General Introduction
OmniGen is a "universal" image generation model developed by VectorSpaceLab that allows users to create diverse and contextually rich visuals with simple text prompts or multimodal inputs. It is particularly well suited to scenes that require character recognition and consistent character rendering. Users can upload up to three images and generate high-quality images with detailed prompts. In addition, OmniGen supports editing of previously generated images, providing flexible seeding capabilities suitable for image refinement and experimentation.

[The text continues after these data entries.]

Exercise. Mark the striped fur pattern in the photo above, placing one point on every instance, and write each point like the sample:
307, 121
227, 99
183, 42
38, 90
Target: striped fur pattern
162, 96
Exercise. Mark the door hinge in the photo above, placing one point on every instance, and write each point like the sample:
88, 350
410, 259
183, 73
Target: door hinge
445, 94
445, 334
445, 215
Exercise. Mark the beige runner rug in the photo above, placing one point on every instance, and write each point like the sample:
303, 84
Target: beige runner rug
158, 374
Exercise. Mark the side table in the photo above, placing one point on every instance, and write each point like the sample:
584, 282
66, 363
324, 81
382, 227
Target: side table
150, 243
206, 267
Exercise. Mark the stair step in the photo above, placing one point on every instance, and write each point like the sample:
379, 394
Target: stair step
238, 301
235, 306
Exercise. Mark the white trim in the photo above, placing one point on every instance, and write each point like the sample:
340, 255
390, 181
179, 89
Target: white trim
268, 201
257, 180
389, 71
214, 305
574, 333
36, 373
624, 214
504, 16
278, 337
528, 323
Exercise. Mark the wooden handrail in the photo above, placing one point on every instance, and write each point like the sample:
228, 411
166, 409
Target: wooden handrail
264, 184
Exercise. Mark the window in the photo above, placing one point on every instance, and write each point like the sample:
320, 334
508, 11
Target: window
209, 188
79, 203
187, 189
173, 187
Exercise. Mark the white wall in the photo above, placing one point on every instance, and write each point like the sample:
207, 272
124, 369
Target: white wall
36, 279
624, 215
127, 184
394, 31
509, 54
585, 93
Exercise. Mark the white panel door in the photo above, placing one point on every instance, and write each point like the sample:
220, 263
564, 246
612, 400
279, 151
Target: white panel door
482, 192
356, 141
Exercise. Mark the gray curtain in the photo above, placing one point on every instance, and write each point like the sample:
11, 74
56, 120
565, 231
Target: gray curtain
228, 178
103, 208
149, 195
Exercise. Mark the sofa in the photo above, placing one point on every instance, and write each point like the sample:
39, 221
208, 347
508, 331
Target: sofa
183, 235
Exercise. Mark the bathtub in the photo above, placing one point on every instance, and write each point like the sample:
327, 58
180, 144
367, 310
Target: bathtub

OmniGen does not require additional plug-ins or operations to automatically recognize features in the input image and generate the desired image. Existing image generation models usually need to load several additional network modules (e.g., ControlNet, IP-Adapter, Reference-Net, etc.) and perform additional preprocessing steps (e.g., face detection, pose estimation, cropping, etc.) in order to generate satisfactory images. However, we believe that future image generation paradigms should be simpler and more flexible, i.e., generating various images directly from arbitrary multimodal instructions without additional plug-ins and operations, similar to how GPT works in language generation.
Function List
- Image Generation: Generate diverse images with text prompts or multimodal inputs.
- Personalized Image Creation: Upload up to three images to generate a personalized image.
- character rendering (computing): Maintains consistency and recognizability of characters and is suitable for scenes where characters need to be identified.
- image editing: Provides flexible seeding capabilities by editing previously generated images.
- Image condition generation: Generate a new image based on the specific conditions of the input image.
- High quality output: Detailed tips to generate clearer and higher quality images.
Using Help
- Upload a picture: Upload up to three images in the OmniGen interface, which can be character, item, or condition maps.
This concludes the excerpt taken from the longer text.